Irving Mandel, the Hypoluxo Pawn Shop owner, said he was following the law when he sold the gun 13 years ago to a man who is now dead.
ATF officials inspected his records after Grunow was shot and did not arrest him. McCray told authorities he got the gun seven years ago from the original owner's wife.
"It's getting to be really obscene," Mandel said. "Tie up the court with stupid cases, take advantage of somebody's death and make some money from it."
Defense praises suit
Montgomery said he is not taking this case for the money but to take Saturday Night Specials off the street.

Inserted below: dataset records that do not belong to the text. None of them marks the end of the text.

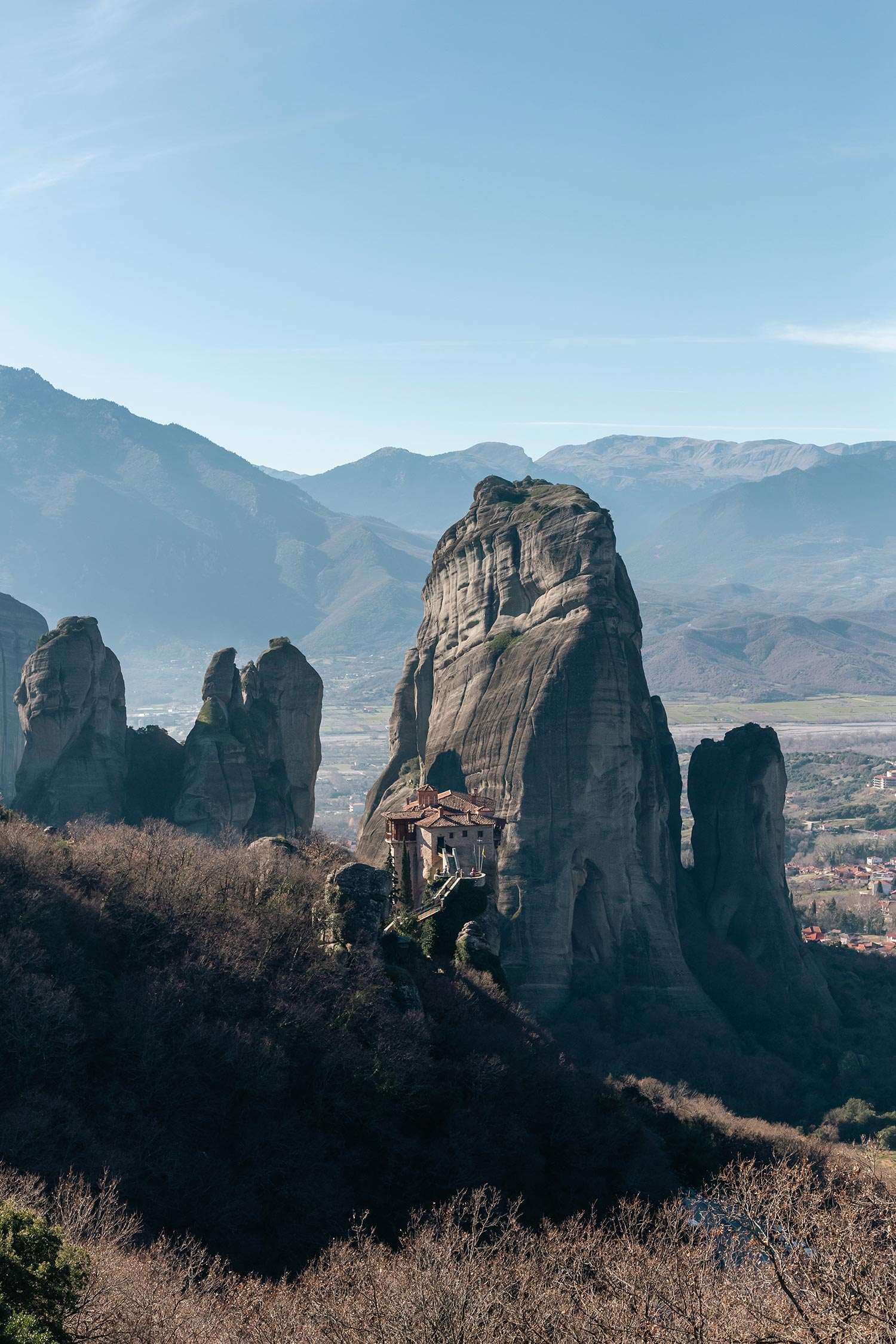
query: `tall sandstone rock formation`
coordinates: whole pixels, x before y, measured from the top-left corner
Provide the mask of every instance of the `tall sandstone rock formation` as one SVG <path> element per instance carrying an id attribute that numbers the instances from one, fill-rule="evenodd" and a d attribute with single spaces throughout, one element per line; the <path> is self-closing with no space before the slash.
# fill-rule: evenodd
<path id="1" fill-rule="evenodd" d="M 747 723 L 695 749 L 688 770 L 690 903 L 699 926 L 754 962 L 778 993 L 832 1011 L 785 878 L 786 792 L 774 728 Z"/>
<path id="2" fill-rule="evenodd" d="M 215 836 L 308 832 L 321 761 L 322 681 L 289 640 L 271 640 L 240 676 L 236 650 L 219 649 L 203 707 L 184 743 L 177 825 Z"/>
<path id="3" fill-rule="evenodd" d="M 34 607 L 0 593 L 0 800 L 12 802 L 26 739 L 13 695 L 47 622 Z"/>
<path id="4" fill-rule="evenodd" d="M 26 745 L 15 806 L 44 825 L 118 820 L 126 771 L 125 683 L 93 616 L 70 616 L 27 660 L 15 694 Z"/>
<path id="5" fill-rule="evenodd" d="M 271 640 L 240 676 L 255 806 L 251 836 L 306 835 L 314 824 L 324 683 L 289 640 Z"/>
<path id="6" fill-rule="evenodd" d="M 488 477 L 439 542 L 357 855 L 418 781 L 508 818 L 500 957 L 551 1017 L 574 997 L 711 1016 L 681 953 L 669 738 L 610 515 L 575 487 Z"/>
<path id="7" fill-rule="evenodd" d="M 203 706 L 184 743 L 175 821 L 197 835 L 242 833 L 255 806 L 246 755 L 243 688 L 236 649 L 219 649 L 203 680 Z"/>

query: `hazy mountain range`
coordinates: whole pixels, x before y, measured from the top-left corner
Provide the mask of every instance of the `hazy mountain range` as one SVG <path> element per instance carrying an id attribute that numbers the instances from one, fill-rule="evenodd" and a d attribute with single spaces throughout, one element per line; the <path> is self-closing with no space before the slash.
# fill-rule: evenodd
<path id="1" fill-rule="evenodd" d="M 623 551 L 646 539 L 680 508 L 740 482 L 791 469 L 864 454 L 880 444 L 791 444 L 762 439 L 652 438 L 613 434 L 590 444 L 566 444 L 532 458 L 513 444 L 474 444 L 457 453 L 424 456 L 382 448 L 355 462 L 314 476 L 273 472 L 293 481 L 328 508 L 376 513 L 438 539 L 463 515 L 473 485 L 486 474 L 566 481 L 588 491 L 613 513 Z M 889 445 L 893 446 L 893 445 Z"/>
<path id="2" fill-rule="evenodd" d="M 404 645 L 429 543 L 334 513 L 179 425 L 0 368 L 0 590 L 114 648 Z"/>
<path id="3" fill-rule="evenodd" d="M 825 457 L 681 509 L 626 551 L 638 582 L 736 579 L 806 603 L 889 605 L 896 594 L 896 444 Z"/>
<path id="4" fill-rule="evenodd" d="M 654 689 L 896 691 L 896 444 L 614 435 L 536 461 L 486 442 L 297 476 L 0 367 L 0 591 L 51 622 L 97 616 L 113 648 L 290 634 L 312 657 L 382 653 L 391 676 L 433 538 L 486 474 L 610 507 Z"/>

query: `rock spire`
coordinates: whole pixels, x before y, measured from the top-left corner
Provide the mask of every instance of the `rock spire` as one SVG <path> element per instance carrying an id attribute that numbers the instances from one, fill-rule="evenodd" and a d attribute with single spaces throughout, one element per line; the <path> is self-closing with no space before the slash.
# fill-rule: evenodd
<path id="1" fill-rule="evenodd" d="M 203 681 L 203 706 L 184 743 L 177 825 L 200 835 L 296 836 L 314 820 L 321 761 L 322 681 L 286 638 L 236 669 L 219 649 Z"/>
<path id="2" fill-rule="evenodd" d="M 93 616 L 64 617 L 38 642 L 15 694 L 26 739 L 15 806 L 44 825 L 124 810 L 125 683 Z"/>
<path id="3" fill-rule="evenodd" d="M 774 728 L 747 723 L 690 757 L 692 900 L 704 929 L 790 993 L 822 993 L 785 878 L 787 773 Z"/>
<path id="4" fill-rule="evenodd" d="M 665 716 L 610 515 L 583 491 L 488 477 L 435 548 L 359 859 L 418 782 L 508 818 L 504 974 L 540 1016 L 611 995 L 709 1015 L 676 925 Z"/>
<path id="5" fill-rule="evenodd" d="M 26 745 L 13 695 L 26 661 L 46 633 L 47 622 L 39 612 L 0 593 L 0 800 L 7 804 L 15 794 Z"/>

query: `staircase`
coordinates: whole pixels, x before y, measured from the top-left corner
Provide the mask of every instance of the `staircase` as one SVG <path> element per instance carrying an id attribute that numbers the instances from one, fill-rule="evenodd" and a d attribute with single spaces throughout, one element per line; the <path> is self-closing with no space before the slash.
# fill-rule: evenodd
<path id="1" fill-rule="evenodd" d="M 473 875 L 470 875 L 463 872 L 453 872 L 449 880 L 439 887 L 433 903 L 416 911 L 418 921 L 422 922 L 423 919 L 431 918 L 431 915 L 437 915 L 442 909 L 442 906 L 445 905 L 445 898 L 450 896 L 454 888 L 458 887 L 462 882 L 472 882 L 476 887 L 481 887 L 482 883 L 485 882 L 485 874 L 474 872 Z M 383 930 L 383 933 L 391 933 L 394 927 L 395 927 L 395 921 L 388 923 Z"/>

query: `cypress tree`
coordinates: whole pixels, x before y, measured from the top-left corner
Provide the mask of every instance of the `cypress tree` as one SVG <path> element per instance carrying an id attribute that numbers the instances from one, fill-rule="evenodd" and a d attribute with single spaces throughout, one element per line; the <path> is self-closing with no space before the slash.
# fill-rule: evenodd
<path id="1" fill-rule="evenodd" d="M 402 910 L 414 909 L 414 883 L 411 882 L 411 852 L 402 845 L 402 876 L 398 883 L 398 903 Z"/>

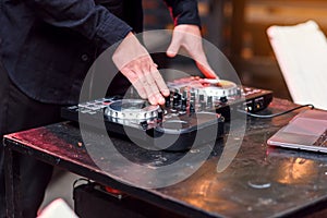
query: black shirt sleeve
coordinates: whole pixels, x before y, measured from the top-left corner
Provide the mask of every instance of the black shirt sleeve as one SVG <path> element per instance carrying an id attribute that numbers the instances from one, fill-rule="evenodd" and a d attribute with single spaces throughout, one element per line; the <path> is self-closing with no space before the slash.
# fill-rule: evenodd
<path id="1" fill-rule="evenodd" d="M 123 39 L 132 28 L 93 0 L 26 0 L 45 22 L 78 32 L 102 49 Z"/>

George Russum, president of the Second Amendment Coalition of Florida, said the fact that the guns are cheap shouldn't be used against them. Poor people deserve the right to protect themselves as much as people who can afford better guns, he said.
"It's like the people that go buy used cars because they have to have a means of transportation getting around," he said.
Although Brazill was named in the lawsuit, his attorney praised Montgomery for filing it. Civil penalties are the least of the 14-year-old defendant's problems, he said.
"Montgomery can't go into court and say 'Bad kid, bad gun,' " attorney Bob Udell said. "He's got to go in and say 'Good kid, bad gun.' "
Staff writers Clay Lambert and Marc Caputo contributed to this story.
noah_bierman@pbpost.com[/quote]
Sometimes you move to hell, and sometimes hell moves to you.
For those of you so fourtunate to live in less hostile climes, I'd like to offer some observations as a local.
Robert Montgomery, a.k.a. "Billion Dollar Bob", is fresh from winning Florida's lawsuit against the tobacco industry. When the settlement for something over 10 billion dollars was announced, Montgomery's firm filed a lawsuit against the state, demanding over a billion (yes, "billion" with a "b") dollars in attorney's fees.
Mongomery was retained by Ms. Grunow within hours of her husband's death. In addition to the $300,000 dollar settlement mentioned earlier, the widow has received $20,000 in personal life insurance, $25,000 from the state Victim's Compensation Trust Fund (for state employees killed on the job), and will receive her husband's full salary of $40,809 each year until 2017, when he would have retired. In addition, she and her children will also have full health insurance paid for by the local school district until that date.
This totals well over a million dollars already, and in addition to the gun-related suits, Montgomery won't rule out sueing the school district for liability. How may of us would receive this kind of compensation if we were killed on the job?
In local television coverage of the story, Montgomery was interviewed handling a .25 Raven, slide closed, finger on the trigger, gesticulating about with the weapon. As the camera was focused in a tight shot of the firearm, the muzzle crossed the plane of the view several times. Presumably, this means that Montgomery was also pointing the gun, finger on the trigger, at the camera-person's head.
As a line of legal reasoning, this suit is akin to a car manufacturer and dealer being sued for a car that was privately resold, stolen, and then used in the commission of a crime.
With all due respect to Brazill's attorney (none at all), I'd have to say "Bad kid, cheap gun, rich widow".
(As an aside, the Post is running a message board on the subject
here. Not apparently very active, though.)
[This message has been edited by RepublicThunderbolt (edited October 06, 2000).]